Si precisa che la normativa di riferimento è l’art. 7.2 del CCNI prevede che I docenti ed il personale A.T.A., beneficiari delle precedenze previste ai punti I), III), V) e VII) di cui al comma 1 del presente articolo e riconosciute alle condizioni ivi indicate, non sono inseriti nella graduatoria d’istituto per l’identificazione dei perdenti posto da trasferire d’ufficio, a meno che la contrazione di organico non sia tale da rendere strettamente necessario il loro coinvolgimento (es. soppressione della scuola, ecc.).

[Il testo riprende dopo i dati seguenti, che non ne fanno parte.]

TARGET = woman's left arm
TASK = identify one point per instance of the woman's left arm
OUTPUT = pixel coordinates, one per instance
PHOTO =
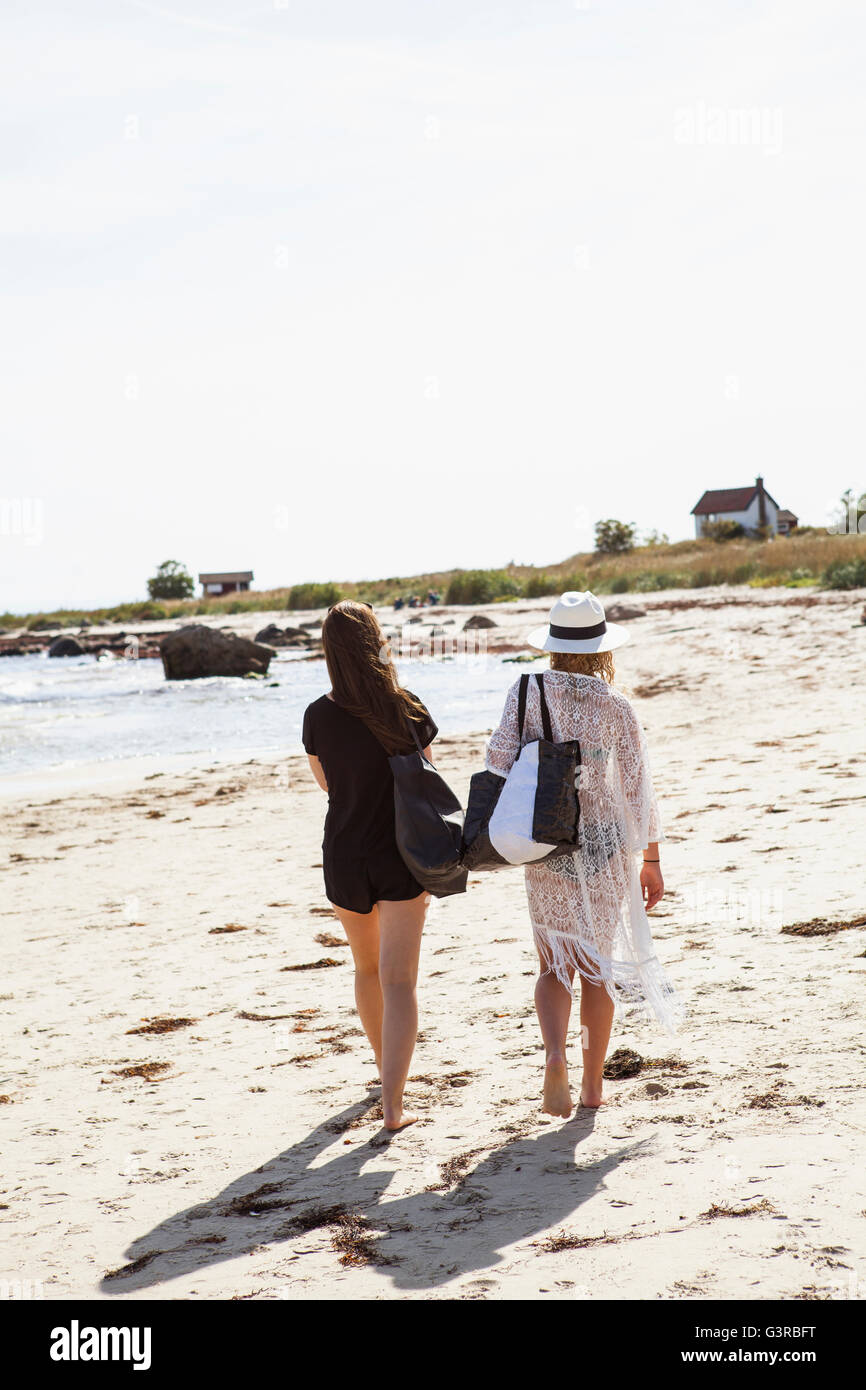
(642, 802)
(317, 770)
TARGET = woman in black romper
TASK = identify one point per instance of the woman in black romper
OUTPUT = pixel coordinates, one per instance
(349, 736)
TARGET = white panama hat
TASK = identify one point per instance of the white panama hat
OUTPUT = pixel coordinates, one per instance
(577, 624)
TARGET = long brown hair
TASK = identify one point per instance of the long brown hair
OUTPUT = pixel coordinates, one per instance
(584, 663)
(363, 676)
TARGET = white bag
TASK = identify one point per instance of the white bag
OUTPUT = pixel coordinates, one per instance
(533, 812)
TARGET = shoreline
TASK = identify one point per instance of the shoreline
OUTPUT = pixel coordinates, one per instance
(189, 1101)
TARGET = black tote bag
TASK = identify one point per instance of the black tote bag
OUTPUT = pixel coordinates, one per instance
(551, 804)
(428, 823)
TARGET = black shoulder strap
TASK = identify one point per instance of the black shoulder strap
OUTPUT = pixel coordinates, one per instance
(521, 704)
(545, 713)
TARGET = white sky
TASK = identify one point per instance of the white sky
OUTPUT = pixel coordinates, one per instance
(331, 289)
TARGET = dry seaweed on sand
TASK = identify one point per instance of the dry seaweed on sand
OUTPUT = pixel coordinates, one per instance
(553, 1244)
(259, 1203)
(623, 1062)
(724, 1209)
(163, 1025)
(453, 1171)
(350, 1235)
(134, 1266)
(148, 1070)
(313, 965)
(820, 927)
(263, 1018)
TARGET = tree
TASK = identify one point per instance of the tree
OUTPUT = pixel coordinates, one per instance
(615, 537)
(171, 581)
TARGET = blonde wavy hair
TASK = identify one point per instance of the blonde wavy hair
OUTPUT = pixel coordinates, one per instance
(584, 663)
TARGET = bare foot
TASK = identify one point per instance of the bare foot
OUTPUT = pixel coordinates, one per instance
(591, 1096)
(558, 1096)
(401, 1121)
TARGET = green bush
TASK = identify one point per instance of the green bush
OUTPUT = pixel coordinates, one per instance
(483, 587)
(572, 584)
(615, 537)
(171, 581)
(538, 587)
(649, 581)
(149, 612)
(851, 576)
(313, 595)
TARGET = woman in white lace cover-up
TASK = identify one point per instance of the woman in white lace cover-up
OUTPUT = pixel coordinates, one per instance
(588, 908)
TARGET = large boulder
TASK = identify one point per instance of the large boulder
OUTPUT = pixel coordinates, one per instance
(66, 647)
(281, 635)
(196, 651)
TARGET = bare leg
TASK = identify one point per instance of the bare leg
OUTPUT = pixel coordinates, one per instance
(401, 926)
(553, 1008)
(597, 1016)
(363, 933)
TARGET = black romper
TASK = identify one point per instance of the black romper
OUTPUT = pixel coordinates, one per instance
(360, 858)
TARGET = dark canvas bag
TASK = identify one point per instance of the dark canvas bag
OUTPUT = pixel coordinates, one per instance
(428, 823)
(531, 813)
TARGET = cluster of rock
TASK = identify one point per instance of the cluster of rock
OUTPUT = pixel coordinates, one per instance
(303, 635)
(117, 644)
(198, 651)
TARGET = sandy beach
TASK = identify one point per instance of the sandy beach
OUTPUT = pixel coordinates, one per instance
(186, 1094)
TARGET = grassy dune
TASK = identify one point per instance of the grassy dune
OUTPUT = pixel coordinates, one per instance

Il punto III) PERSONALE CON DISABILITA’ E PERSONALE CHE HA BISOGNO DI PARTICOLARI CURE CONTINUATIVE prevede:

Nel contesto delle procedure dei trasferimenti, e nell’ambito di ciascuna delle tre fasi, viene riconosciuta la precedenza, nell’ordine, al personale scolastico che si trovi nelle seguenti condizioni:

disabili di cui all’art. 21, della legge n. 104/92, richiamato dall’art. 601 del D.L.vo n. 297/94, con un GRADO DI INVALIDITÀ SUPERIORE AI DUE TERZI o con minorazioni iscritte alle categorie prima, seconda e terza della tabella “A” annessa alla legge 10 agosto 1950, n. 648.

L’art. 9 poi precisa:

Per le persone disabili che si trovano nelle condizioni di cui all’art. 21, della legge n. 104/92 è necessario che risulti chiaramente, anche in certificazioni distinte, la situazione di disabilità e il grado di invalidità civile superiore ai due terzi o le minorazioni iscritte alle categorie prima, seconda e terza della tabella A) annessa alla legge 10.8.50, n. 648, riconosciute al medesimo.

Pertanto, per essere esclusi dalla graduatoria di istituto non basta né la sola disabilità non grave, né il solo grado di invalidità, ma le due cose devono coesistere, anche se con certificazioni distinte, nelle quali deve appunto risultare chiaramente lo stato di disabilità e un grado di invalidità superiore ai 2/3.